London developed as a city of villages. But who really knows where Hoxton ends and Shoreditch begins? Perhaps boundaries are made to be blurred? In a city where postcode or social boundaries can be deadly, architecture should be used to shape a city that is safer and more at ease with its diversity.
What about London’s boundaries? Do the mental and physical boundaries of North and South London still apply? With London’s sweeping economic effect felt across the country, what role does the Green Belt have in constraining London’s boundaries? Where is London’s boundary? Will the city that broke free of its Roman wall burst out from the M25?
Consciously or unconsciously, maybe living in cities is really about breaking boundaries. Just as architecture can be used to constrain and define us, so can it also level us or set us free. The City’s open plan offices are an egalitarian paradise compared with the rigidly hierarchical spaces that went before. The best new housing is tenure blind. Professionally, a new generation of architects is railing against boundaries and glass ceilings that bound their predecessors.
And what about personal boundaries? A hand here or an unwelcome comment there? What’s acceptable these days? Talking of personal boundaries, what’s happened to notions of personal space? Something to ponder when crammed on the Tube. Are there no boundaries anymore?
From Party Walls to London Wall; from the Boundary Estate to estate boundaries, architecture has a lot to say about the notion of boundaries. The next London Festival of Architecture – from 1st to 30th June 2019 – will be decidedly unbound as we explore our theme of Boundaries.
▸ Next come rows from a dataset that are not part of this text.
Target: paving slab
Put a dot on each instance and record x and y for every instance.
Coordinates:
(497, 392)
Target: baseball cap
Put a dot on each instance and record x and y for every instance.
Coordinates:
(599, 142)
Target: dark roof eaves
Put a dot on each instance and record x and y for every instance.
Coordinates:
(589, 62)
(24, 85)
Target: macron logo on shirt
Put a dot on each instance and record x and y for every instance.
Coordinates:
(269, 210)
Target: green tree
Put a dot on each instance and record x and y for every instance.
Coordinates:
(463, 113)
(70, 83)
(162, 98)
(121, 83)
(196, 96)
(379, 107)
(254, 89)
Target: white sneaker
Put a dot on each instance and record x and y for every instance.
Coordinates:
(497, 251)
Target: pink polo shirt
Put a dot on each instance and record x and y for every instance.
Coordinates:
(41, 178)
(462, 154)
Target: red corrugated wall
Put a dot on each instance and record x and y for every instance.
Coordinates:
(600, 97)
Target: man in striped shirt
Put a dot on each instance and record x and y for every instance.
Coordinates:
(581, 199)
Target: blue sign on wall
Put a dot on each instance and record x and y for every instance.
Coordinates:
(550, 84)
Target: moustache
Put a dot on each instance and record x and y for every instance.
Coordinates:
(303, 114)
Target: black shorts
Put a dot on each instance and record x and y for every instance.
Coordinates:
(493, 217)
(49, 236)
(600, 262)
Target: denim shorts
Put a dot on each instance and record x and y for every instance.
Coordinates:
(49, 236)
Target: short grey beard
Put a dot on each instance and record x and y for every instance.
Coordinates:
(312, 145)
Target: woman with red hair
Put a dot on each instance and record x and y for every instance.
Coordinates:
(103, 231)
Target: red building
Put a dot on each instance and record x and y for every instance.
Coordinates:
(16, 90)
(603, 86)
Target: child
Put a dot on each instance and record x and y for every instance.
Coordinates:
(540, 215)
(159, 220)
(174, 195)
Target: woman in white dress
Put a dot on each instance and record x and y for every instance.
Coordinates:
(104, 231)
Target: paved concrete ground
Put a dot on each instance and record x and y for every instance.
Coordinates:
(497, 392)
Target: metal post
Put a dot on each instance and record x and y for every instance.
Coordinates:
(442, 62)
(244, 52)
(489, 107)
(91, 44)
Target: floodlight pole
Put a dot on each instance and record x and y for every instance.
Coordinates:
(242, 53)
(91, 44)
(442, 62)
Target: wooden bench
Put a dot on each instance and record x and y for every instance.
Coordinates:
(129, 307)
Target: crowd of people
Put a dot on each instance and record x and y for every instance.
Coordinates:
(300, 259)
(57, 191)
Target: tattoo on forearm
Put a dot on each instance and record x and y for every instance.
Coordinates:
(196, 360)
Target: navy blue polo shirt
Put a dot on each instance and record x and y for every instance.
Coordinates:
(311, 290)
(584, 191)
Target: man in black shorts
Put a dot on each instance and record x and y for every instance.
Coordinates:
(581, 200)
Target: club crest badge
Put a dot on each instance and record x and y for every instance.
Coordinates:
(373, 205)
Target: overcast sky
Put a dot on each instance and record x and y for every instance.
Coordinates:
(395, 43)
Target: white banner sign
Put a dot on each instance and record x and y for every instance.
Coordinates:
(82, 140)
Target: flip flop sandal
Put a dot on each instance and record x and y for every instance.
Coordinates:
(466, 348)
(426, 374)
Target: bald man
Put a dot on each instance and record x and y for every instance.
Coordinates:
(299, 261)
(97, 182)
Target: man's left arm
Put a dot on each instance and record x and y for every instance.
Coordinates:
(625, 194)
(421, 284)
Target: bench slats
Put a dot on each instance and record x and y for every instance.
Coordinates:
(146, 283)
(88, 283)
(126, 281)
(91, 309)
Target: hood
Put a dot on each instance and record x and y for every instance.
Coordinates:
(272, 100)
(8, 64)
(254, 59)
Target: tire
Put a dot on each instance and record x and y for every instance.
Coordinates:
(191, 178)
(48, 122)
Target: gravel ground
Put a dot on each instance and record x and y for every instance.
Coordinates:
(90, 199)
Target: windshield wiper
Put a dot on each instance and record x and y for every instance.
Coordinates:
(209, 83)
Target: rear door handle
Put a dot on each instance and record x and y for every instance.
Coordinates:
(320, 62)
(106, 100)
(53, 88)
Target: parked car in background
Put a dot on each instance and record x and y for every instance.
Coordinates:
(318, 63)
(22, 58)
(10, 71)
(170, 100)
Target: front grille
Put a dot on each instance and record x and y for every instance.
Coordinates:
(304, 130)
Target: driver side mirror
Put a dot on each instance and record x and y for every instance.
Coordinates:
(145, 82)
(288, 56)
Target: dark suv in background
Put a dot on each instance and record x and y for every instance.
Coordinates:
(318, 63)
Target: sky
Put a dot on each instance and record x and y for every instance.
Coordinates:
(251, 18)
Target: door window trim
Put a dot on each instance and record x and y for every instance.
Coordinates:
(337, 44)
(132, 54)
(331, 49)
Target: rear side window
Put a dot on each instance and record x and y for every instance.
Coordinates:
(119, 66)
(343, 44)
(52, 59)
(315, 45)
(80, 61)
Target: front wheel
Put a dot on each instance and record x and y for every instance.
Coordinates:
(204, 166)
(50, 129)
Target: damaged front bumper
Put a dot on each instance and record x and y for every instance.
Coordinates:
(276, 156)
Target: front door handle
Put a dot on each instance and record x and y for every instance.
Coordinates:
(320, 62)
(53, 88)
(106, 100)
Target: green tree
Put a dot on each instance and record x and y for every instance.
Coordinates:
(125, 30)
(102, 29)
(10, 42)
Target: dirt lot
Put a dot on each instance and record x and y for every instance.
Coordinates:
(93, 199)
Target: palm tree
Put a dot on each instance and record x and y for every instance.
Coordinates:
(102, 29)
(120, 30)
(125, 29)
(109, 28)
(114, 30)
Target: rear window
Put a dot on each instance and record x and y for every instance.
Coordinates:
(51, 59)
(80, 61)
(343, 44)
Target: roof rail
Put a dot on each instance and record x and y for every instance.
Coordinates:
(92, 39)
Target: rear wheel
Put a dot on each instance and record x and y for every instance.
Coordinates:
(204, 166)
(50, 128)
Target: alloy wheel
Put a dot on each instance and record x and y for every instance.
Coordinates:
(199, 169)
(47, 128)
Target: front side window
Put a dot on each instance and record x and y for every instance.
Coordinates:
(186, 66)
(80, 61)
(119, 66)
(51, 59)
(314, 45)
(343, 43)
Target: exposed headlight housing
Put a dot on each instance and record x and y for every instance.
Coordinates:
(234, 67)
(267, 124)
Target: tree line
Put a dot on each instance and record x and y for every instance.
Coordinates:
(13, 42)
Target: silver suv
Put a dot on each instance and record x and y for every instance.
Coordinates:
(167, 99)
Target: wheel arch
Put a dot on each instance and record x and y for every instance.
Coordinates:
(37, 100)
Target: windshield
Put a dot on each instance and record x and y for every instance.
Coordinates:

My favourite boundary is gravity

Peter Ayley
Invisible, generally something we don't think about, and particularly abstract. It might even require us to think of the cosmos. We would be part of that soup if we were not here on earth with its gravity. Except that we wouldn't be here at all.

The utility of boundaries comes from helping us to concentrate - to focus on things instead of having to continuously contemplate infinity. Boundaries act as filters, helping us to exclude noise that can confuse the signal that is the object of perception. Experimentation in art, science and industry requires a limited context, whatever the motive, to permit close analysis and development. We inherit culturally defined boundaries (national boundaries etc) which have no natural justification unlike the Pyrenees separating Spain from France or the channel of water separating France from England.

The most important boundary in Architecture is that between the public and the private. It is the nub of architecture and tells you everything about a society. In much of history the doorway is where architecture establishes itself, whereas now it can be difficult to find the entrance through a glass door in a glass facade, with the irony that glass, being transparent, is considered democratic!

Conceptual boundaries are fine in the terminally creative, but architecture is three dimensional form won with great effort. The boundaries it creates must have pertinence to humanism or they will be in the bin with the fashion magazines.
Image (left) by Peter Ayley

Peter Ayley Architect
079 1434 1247

On the Edge
Image by David Sherriff
Where the City meets Aldgate East - an eerie scene on the way to Aldgate tube ... boundary to a half finished city.